China intensifica su control sobre Taiwán con los ejercicios militares «Justice Mission 2025».

China llevó a cabo hoy una nueva jornada de los ejercicios militares “Justice Mission 2025” en torno a Taiwán, utilizando fuego real y simulaciones para bloquear los principales puertos de la isla, lo que incrementa la tensión en el estrecho y pone a prueba la capacidad de respuesta de Taipei y sus aliados.

Las maniobras abarcan diversas áreas marítimas y aéreas alrededor de Taiwán, e incluyen salvas de artillería, operaciones aéreas y despliegues navales destinados a simular un cerco operativo sobre la isla. Fuentes en Taiwán informan que hay una presencia constante de decenas de aviones de combate, buques de guerra y unidades de la guardia costera china, operando a distancias más cercanas que en ejercicios anteriores. Esto sugiere una campaña gradual para normalizar la presencia militar de Pekín cerca del espacio taiwanés.

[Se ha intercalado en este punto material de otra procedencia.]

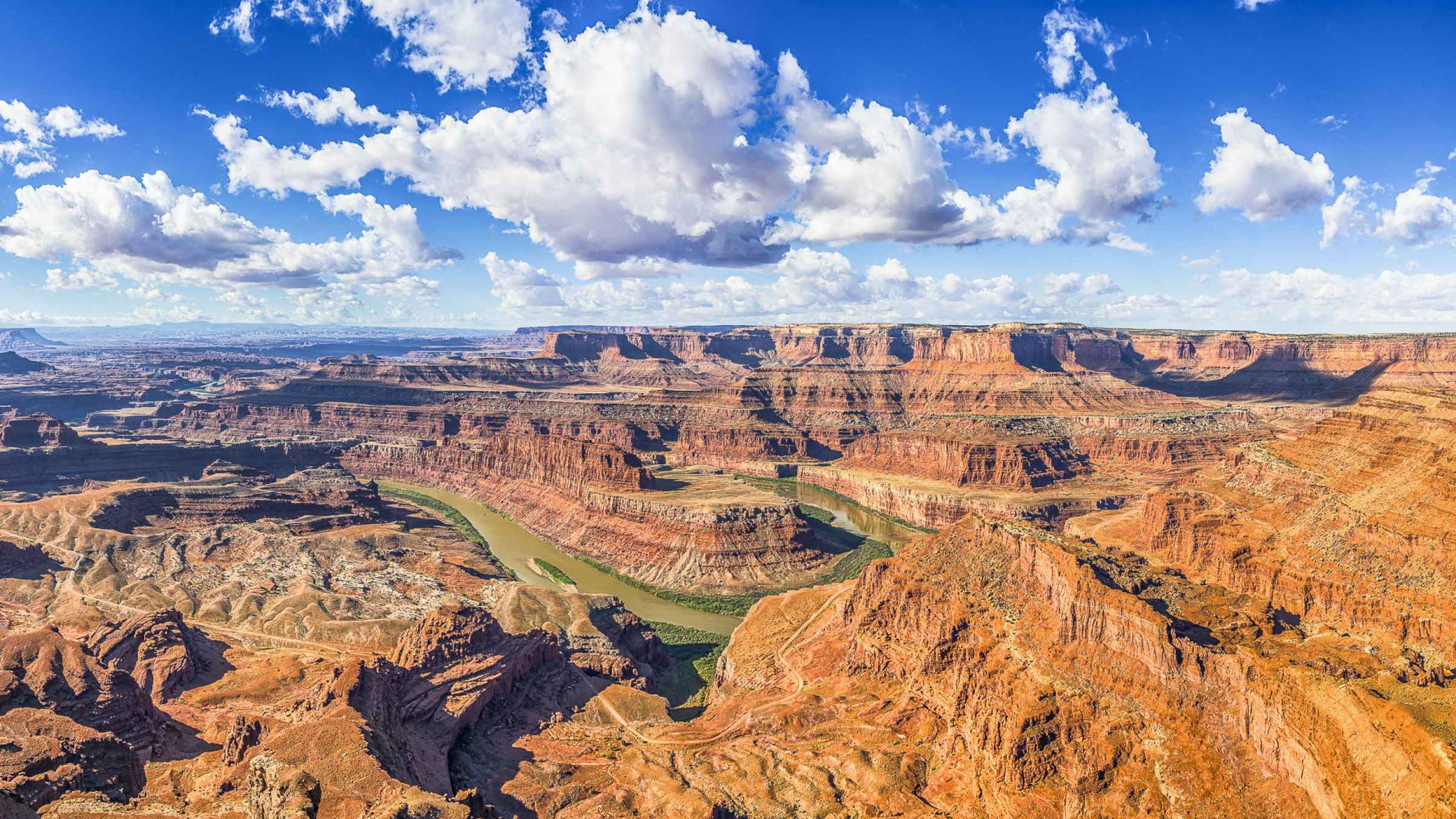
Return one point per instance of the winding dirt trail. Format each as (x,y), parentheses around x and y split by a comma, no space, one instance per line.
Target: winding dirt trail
(781,656)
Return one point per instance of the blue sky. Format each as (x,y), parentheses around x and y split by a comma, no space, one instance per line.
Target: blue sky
(669,165)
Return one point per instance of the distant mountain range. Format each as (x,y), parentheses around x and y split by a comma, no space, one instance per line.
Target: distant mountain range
(13,365)
(25,339)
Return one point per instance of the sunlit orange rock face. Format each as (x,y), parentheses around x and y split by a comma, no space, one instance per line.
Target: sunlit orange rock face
(1001,669)
(1162,575)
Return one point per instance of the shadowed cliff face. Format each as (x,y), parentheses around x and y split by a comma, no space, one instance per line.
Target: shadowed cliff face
(1173,573)
(1002,666)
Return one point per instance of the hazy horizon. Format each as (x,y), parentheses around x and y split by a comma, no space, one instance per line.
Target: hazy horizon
(491,165)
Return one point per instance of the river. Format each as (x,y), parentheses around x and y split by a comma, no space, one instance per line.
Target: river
(514,547)
(849,516)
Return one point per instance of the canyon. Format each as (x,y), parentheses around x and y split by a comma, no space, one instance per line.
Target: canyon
(1145,573)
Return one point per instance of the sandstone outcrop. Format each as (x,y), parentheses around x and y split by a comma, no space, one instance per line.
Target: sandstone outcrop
(280,792)
(37,430)
(67,722)
(957,675)
(15,365)
(158,649)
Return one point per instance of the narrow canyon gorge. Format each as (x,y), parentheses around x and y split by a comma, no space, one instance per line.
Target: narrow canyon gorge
(741,571)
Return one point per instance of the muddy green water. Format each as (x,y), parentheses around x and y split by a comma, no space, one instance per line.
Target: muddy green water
(849,516)
(516,547)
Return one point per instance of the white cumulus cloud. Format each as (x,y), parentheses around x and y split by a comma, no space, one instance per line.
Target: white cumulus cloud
(31,146)
(1258,175)
(153,231)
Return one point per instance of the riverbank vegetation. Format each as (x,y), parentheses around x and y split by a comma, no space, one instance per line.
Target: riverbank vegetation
(452,516)
(695,653)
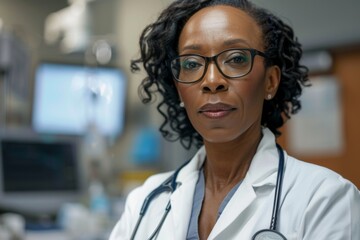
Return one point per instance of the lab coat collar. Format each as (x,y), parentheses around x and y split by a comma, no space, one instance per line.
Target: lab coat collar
(264,163)
(262,172)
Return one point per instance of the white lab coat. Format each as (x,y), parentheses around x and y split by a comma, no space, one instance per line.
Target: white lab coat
(316,203)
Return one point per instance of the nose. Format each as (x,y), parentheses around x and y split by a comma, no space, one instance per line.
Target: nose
(213,80)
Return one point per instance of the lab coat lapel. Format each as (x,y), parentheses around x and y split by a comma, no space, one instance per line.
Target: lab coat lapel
(241,200)
(262,172)
(182,198)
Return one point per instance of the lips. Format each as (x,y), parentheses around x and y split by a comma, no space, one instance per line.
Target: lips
(217,110)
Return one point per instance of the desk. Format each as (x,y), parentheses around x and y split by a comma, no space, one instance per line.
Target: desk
(46,235)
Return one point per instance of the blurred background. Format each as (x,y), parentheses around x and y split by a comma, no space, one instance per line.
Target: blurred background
(75,138)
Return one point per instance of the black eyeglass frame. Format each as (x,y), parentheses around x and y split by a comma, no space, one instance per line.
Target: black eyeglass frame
(253,53)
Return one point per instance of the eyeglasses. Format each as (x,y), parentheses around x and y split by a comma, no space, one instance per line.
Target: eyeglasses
(232,63)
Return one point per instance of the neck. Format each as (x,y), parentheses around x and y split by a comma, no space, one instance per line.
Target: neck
(227,163)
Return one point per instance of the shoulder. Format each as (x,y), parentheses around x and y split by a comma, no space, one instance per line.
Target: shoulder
(320,198)
(314,176)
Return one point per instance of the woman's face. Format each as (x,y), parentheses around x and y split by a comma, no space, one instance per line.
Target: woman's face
(219,108)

El mensaje estratégico abarca varios niveles. Internamente, refuerza la narrativa del Partido Comunista sobre la «inevitabilidad» de la reunificación y la disposición de usar la fuerza para conseguirlo. En el ámbito regional, busca disuadir a terceros –especialmente a Estados Unidos, Japón y Australia– de intensificar su apoyo militar a Taipei, demostrando la capacidad de China para imponer costos crecientes al tránsito marítimo y aéreo en un corredor crucial para el comercio global. La comunicación se intensifica con la difusión de imágenes y carteles oficiales que muestran martillos golpeando los puertos de Keelung y Kaohsiung, subrayando la intención de cortar las líneas de abastecimiento de la isla.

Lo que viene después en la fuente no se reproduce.